Have you ever heard of a guest of honour being stuck with an exorbitant tab? No. When you’re the guest of honour, people throw you a party.
Of course, Canadian taxpayers weren’t the guest of honour. The party wasn’t for us. It was for our government bureaucrats.
And there’s a pattern.
The governor general spent $71,000 at “Icelimo Luxury Travel” during Simon’s four-day visit to Iceland last fall.
Icelimo specializes in “genuine luxury travel life experiences … crafted with flair and finesse entirely around your dreams,” according to its website.
It’s tough to tell which part of this trip is the most bizarre.
Perhaps it’s that the governor general could have saved money if she had bought a BMW, driven it around the island and then left it outside the airport with the keys in it.
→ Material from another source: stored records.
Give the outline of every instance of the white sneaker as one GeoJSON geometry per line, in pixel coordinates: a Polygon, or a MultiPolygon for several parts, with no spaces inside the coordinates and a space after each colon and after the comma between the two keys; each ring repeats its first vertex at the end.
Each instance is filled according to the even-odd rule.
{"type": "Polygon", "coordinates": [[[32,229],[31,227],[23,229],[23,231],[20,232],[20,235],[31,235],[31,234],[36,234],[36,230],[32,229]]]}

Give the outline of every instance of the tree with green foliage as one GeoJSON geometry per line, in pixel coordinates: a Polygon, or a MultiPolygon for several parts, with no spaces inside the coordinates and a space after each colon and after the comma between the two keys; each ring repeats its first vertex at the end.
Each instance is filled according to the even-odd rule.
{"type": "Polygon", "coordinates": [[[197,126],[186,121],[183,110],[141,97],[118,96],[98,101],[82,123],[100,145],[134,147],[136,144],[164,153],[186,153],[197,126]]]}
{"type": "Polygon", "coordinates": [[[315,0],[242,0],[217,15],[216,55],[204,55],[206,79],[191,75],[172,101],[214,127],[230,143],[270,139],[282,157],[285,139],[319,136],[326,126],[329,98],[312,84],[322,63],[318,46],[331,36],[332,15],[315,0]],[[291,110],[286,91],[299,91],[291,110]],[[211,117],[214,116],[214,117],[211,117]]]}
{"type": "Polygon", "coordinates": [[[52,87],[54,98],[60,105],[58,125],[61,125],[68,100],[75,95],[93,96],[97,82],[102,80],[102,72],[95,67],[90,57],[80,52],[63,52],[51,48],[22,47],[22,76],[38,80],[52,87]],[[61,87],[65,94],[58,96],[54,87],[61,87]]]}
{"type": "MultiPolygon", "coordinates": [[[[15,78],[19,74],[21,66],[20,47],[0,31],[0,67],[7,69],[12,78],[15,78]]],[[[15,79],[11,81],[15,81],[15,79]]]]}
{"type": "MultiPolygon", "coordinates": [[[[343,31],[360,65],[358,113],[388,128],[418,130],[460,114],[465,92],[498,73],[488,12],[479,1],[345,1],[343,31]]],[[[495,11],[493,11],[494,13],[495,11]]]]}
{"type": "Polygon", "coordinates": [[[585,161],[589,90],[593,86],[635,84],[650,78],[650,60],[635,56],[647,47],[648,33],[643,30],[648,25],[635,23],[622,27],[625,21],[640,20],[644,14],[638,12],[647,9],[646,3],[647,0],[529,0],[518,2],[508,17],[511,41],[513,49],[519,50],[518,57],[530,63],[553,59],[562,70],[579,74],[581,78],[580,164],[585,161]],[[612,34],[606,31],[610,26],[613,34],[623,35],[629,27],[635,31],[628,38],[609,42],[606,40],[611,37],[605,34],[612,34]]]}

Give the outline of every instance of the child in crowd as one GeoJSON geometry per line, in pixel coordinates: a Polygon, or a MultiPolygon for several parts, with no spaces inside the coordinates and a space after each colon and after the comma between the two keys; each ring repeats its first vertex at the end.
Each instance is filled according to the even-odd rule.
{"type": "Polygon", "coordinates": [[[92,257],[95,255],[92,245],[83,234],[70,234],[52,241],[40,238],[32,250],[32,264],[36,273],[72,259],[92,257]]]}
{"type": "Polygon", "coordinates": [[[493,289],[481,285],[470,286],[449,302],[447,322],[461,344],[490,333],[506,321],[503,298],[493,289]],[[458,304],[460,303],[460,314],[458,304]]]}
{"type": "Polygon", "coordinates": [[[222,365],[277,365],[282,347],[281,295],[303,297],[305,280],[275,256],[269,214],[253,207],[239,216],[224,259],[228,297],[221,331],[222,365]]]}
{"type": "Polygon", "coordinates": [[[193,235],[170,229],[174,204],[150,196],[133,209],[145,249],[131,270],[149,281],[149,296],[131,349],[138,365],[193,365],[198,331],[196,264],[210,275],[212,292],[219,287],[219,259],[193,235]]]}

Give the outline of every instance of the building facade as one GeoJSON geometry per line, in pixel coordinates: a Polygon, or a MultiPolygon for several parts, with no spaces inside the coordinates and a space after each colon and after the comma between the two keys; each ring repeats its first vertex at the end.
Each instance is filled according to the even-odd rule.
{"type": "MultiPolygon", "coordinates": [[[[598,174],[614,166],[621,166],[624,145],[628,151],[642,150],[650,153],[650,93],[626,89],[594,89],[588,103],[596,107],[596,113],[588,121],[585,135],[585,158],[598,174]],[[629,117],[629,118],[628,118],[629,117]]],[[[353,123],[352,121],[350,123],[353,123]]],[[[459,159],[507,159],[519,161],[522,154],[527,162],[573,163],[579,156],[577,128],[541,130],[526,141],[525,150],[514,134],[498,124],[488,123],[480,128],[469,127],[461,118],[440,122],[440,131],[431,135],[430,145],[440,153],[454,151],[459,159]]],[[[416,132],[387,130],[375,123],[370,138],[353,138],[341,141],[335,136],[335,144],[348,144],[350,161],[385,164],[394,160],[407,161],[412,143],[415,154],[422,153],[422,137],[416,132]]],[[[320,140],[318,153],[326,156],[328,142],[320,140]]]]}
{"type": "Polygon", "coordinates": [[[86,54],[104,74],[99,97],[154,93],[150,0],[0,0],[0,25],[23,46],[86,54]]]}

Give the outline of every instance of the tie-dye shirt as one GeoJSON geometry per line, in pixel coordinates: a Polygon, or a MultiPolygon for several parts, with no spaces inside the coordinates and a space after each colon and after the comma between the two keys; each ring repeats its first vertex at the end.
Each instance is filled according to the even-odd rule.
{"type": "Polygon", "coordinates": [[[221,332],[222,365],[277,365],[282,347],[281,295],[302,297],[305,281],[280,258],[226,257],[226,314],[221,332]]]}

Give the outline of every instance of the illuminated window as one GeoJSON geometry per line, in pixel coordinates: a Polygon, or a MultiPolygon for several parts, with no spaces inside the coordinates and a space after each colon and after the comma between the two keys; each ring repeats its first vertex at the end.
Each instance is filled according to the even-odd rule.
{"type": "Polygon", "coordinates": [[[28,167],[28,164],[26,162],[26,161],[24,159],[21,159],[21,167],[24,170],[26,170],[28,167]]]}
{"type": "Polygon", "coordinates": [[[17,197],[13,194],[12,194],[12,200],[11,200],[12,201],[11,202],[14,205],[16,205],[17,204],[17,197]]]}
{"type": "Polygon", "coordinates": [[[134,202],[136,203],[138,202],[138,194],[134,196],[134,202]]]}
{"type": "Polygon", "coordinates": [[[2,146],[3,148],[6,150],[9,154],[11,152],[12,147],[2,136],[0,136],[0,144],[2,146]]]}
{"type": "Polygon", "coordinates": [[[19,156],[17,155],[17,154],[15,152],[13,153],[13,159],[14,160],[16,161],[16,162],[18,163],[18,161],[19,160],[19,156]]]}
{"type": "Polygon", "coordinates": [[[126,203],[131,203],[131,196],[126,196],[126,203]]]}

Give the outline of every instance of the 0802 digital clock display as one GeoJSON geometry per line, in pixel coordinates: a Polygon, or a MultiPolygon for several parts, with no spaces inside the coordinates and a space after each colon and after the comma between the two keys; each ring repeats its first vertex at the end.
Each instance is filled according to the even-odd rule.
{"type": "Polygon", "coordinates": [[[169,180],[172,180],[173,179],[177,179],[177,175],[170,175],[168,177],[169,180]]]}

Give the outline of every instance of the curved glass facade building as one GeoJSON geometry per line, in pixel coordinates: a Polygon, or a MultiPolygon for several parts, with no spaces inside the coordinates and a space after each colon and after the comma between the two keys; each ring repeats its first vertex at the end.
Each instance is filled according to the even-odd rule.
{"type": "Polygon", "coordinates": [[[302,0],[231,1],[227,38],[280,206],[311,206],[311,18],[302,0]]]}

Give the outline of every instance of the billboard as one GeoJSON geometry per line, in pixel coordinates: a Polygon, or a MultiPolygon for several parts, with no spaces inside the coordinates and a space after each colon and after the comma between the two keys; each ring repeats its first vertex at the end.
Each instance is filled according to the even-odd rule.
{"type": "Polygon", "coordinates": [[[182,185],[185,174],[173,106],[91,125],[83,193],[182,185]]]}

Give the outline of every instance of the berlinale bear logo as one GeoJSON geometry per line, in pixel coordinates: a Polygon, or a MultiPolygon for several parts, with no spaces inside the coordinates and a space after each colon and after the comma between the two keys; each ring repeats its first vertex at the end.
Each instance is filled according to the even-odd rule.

Maybe it’s that the governor general racked up a $71,000 transportation bill when the hotel was an eight-minute walk from the main conference centre.
Or perhaps it’s that Simon brought her director of communications and manager of strategic communications, and neither advised her that spending more money on “Icelimos” than the average Canadian makes in a year is not the best PR move.
Then there’s Prime Minister Justin Trudeau spending $61,000 on hotel rooms in Manhattan during a star-studded, two-day anti-poverty summit.
Nothing screams fighting poverty like taking tens of thousands of dollars from taxpayers who have less than you and spending their money on five-star hotel rooms.
Canada also flew 276 delegates to the United Nation’s 2021 Climate Change Conference in Glasgow, Scotland. That was the largest delegation of any G7 country, including the host nation. The conference cost Canadian taxpayers more than $1 million.
But fighting for the environment isn’t cheap, especially when your finance minister books a hotel in the wrong city – 86 km away – leaving taxpayers on the hook to pay thousands for a luxury chauffeur service to cart her back and forth.
Last March, Simon and her 29-person entourage spent almost $100,000 on airplane food on their week-long trip to Expo 2020 in Dubai.
They enjoyed beef Wellington with red jus, buttery chicken tikka masala, apple and cranberry stuffed pork tenderloin and pan-fried chicken scallopini in a wine reduction sauce. That’s not exactly, as Simon claimed, “like airline meals” us normal folk are used to.
There is hope for taxpayers fed up with the government wasting our money.
This spring, the government quietly acknowledged scrapping the Department of Global Affairs’ Mission Cultural Fund. The slush fund paid seniors in other countries to talk about their sex lives, promoted a Margaret Atwood book in Australia and funded a sex toy art show in Germany, among other overseas misadventures.
The Canadian Taxpayers Federation discovered this misspending, and thousands of Canadians successfully pressured politicians to cut this waste.
A serious government would immediately cut international travel budgets following recent revelations of extravagance. This government won’t do that on its own. Just like the Mission Cultural Fund, taxpayers can end the waste. But we’ll have to keep hounding politicians until they begrudgingly cut budgets.
Franco Terrazzano is the Federal Director of the Canadian Taxpayers Federation.